Creating the PDF file is working well, and I was hoping to be able to extract the Header1/Header2/Header3 etc fields from the Aspose-generated XML file to store in a database table, but there is nothing about the nodes created in the XML file that can clearly identify either the Header level or the sequence of entries. There is an ID field, however the sequence numbering often appears to be out of sync with the order of entries in the Word doc, and I suspect this is if the Word doc is subsequently edited.

This is my code for creating the pdf file:

public byte[] createPdf(string input)
{
string strFilename = System.IO.Path.GetFileName(input);
string workPath = input.Substring(0, input.Length - strFilename.Length);
string fileBase = System.IO.Path.GetFileNameWithoutExtension(strFilename);
string xmlFile = workPath + fileBase + “.xml”;
string pdfFile = workPath + fileBase + “.pdf”;
try
{
Aspose.Word.Document doc = new Aspose.Word.Document(input);
doc.Save(xmlFile, Aspose.Word.SaveFormat.FormatAsposePdf);
Aspose.Pdf.Pdf pdf = new Aspose.Pdf.Pdf();
pdf.BindXML(xmlFile, null);
pdf.IsImagesInXmlDeleteNeeded = true;
pdf.Save(pdfFile);
return pdf.GetBuffer();
}
catch (Exception exc)
{
throw exc;
}
}

Thanks,
Sharon.

DmitryV · September 14, 2005, 2:37pm

Hi,

Thank you for considering Aspose.

So, if I understand you correctly, you need to extract all paragraphs of HeadingX style from a Word document, don’t you?

Norashlea · September 14, 2005, 3:49pm

Hi Dmitry,

Yes, I think that’s what I need to do.

(Please excuse that I’m not a very experienced c# programmer!)

Sharon.

DmitryV · September 15, 2005, 5:08am

Use the following code to extract all paragraphs of HeadingX style (in this example X is 1-3) from the document:

NodeList paras = doc.SelectNodes("//Paragraph");

foreach (Paragraph para in paras)
{
switch (para.ParagraphFormat.StyleIdentifier)
{
case StyleIdentifier.Heading1:
case StyleIdentifier.Heading2:
case StyleIdentifier.Heading3:
// This para style is HeadingX
break;
}
}

Feel free to post your further questions here if something is not clear.

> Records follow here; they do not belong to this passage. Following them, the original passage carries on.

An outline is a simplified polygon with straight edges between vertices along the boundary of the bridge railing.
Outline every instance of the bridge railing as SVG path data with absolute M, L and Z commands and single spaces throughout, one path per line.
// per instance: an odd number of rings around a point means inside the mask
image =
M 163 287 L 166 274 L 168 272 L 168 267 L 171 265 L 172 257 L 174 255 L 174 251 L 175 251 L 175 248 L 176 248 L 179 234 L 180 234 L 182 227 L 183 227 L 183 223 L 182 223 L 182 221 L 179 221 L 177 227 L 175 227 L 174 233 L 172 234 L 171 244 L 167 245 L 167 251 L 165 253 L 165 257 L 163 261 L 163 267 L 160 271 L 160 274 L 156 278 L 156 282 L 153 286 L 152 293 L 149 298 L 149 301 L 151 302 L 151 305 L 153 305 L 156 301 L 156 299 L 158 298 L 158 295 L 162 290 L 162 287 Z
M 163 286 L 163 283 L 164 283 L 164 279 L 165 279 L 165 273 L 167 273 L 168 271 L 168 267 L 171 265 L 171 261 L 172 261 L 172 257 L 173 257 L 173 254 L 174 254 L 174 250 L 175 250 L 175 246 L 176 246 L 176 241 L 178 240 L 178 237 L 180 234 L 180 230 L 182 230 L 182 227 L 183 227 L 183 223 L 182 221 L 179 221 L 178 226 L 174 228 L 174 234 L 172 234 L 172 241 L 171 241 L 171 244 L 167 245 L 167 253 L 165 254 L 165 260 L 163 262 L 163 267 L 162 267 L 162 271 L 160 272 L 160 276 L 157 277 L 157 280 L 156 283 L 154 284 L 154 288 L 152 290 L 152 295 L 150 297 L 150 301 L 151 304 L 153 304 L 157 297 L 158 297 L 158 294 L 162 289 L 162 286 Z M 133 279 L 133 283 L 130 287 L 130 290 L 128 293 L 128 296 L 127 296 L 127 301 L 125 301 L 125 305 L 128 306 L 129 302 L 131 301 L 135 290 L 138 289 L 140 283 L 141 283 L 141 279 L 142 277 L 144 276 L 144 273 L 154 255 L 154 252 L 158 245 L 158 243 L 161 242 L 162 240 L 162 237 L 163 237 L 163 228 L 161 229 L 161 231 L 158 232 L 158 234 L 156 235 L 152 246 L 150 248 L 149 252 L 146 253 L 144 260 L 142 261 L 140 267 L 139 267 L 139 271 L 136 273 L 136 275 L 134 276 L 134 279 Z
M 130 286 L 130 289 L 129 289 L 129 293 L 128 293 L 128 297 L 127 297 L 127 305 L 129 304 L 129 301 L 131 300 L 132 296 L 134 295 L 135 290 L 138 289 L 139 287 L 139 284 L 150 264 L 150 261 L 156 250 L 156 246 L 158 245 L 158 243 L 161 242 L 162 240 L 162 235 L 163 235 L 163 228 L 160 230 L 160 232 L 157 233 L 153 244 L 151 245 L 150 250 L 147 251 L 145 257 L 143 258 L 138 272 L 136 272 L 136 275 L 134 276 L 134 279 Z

Norashlea · September 15, 2005, 3:37pm

Thank you Dmitry, I will give this a try.

Sharon.

Norashlea · September 15, 2005, 7:10pm

Thanks Dmitry, this got me on the right track, and I can write the TOC in a HTML string, but there’s still a minor problem:

I hadn’t noticed before, but Word’s outline numbering for the Heading styles disappears. This means that the PDF document doesn’t have the outline numbers displayed, and neither does the TOC.

In the TOC this becomes a problem because all entries are at the same “level”.

I need the TOC to correspond to the PDF document, so I’ve been trying to create the HTML string (which will be stored in a SQL Server table and read when needed) so that each row will display with the correct indentation – ie, no numbering or bullets, just indented according to the heading level. I’ve done it ok by included where I want indents, but I don’t think this is a very good practice for the html??

So: can you tell me whether it’s possible to include the Word outline numbering with the heading, in both the PDF document, and the NodeList that I’m getting with para.GetText().ToString()

Thanks,
Sharon.

DmitryV · September 16, 2005, 8:48am

Yes Sharon, outline numbering is unfortunately not yet supported. So currently the only way to handle level indentation for TOC is determining what Heading# style the corresponding paragraphs belong to.